Only Trevor can do that, and he doesn't like us anymore.

   



CDN_PATRIOT @ Wed May 29, 2019 6:00 am

DrCaleb DrCaleb:
Only Trevor can do that, and he doesn't like us anymore.


R=EM

-J.

   



Tricks @ Wed May 29, 2019 6:37 am

DrCaleb DrCaleb:
CDN_PATRIOT CDN_PATRIOT:
It would be nice to have a PPC group here on CKA to go with the other political groups, as well as an area in the political forums. Any way we can make this happen, seeing as how the election is coming?

-J.


Only Trevor can do that, and he doesn't like us anymore.

Pulling the trigger on that one a little early anyways. Otherwise might as well make one for every fringe party. Lets wait and see if they actually manage to get any seats.

   



DrCaleb @ Wed May 29, 2019 7:50 am

JaredMilne JaredMilne:
Of course, I might be wrong. Any or all of the leaders might improve their performances between now and the election.

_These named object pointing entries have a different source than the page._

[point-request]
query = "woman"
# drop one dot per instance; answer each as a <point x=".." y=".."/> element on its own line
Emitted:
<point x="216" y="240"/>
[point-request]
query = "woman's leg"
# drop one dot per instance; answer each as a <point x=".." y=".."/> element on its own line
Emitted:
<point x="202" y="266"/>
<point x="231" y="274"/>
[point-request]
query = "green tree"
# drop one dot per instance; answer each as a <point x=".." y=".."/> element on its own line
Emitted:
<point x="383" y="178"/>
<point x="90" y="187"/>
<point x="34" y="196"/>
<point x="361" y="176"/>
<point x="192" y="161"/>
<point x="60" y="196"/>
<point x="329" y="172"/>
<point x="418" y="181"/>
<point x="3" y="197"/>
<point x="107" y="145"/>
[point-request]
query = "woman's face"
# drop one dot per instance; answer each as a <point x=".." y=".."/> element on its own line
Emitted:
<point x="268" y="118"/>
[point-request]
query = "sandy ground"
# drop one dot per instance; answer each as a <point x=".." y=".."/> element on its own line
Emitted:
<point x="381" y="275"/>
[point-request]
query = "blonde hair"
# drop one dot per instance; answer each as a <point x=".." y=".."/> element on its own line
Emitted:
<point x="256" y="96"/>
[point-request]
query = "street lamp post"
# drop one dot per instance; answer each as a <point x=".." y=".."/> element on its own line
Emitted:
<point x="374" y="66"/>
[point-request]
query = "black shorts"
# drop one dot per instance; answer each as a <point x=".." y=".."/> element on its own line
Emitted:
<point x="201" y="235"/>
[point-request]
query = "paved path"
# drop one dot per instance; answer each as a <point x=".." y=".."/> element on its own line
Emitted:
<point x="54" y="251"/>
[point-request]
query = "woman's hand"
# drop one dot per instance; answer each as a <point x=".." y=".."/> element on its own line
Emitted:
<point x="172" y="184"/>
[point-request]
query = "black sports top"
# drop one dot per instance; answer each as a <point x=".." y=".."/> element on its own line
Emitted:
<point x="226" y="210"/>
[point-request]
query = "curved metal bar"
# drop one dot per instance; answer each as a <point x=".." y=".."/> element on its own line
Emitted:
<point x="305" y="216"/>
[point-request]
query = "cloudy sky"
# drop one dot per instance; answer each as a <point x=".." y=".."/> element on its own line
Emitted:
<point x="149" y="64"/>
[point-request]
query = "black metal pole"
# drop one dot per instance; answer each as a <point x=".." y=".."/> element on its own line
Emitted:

Regardless, it's Doug Ford's (un)popularity in Ontario that will affect Scheer the most. I imagine the Kenney shit show in Alberta will be in full swing by then too. Scheer can't really do anything to change these.

   



stratos @ Wed May 29, 2019 7:54 am

DrCaleb DrCaleb:
JaredMilne JaredMilne:
Of course, I might be wrong. Any or all of the leaders might improve their performances between now and the election.


Regardless, it's Doug Ford's (un)popularity in Ontario that will affect Scheer the most. I imagine the Kenney shit show in Alberta will be in full swing by then too. Scheer can't really do anything to change these.


Any way for Scheer to distance himself from Ford and Kenney without losing party support?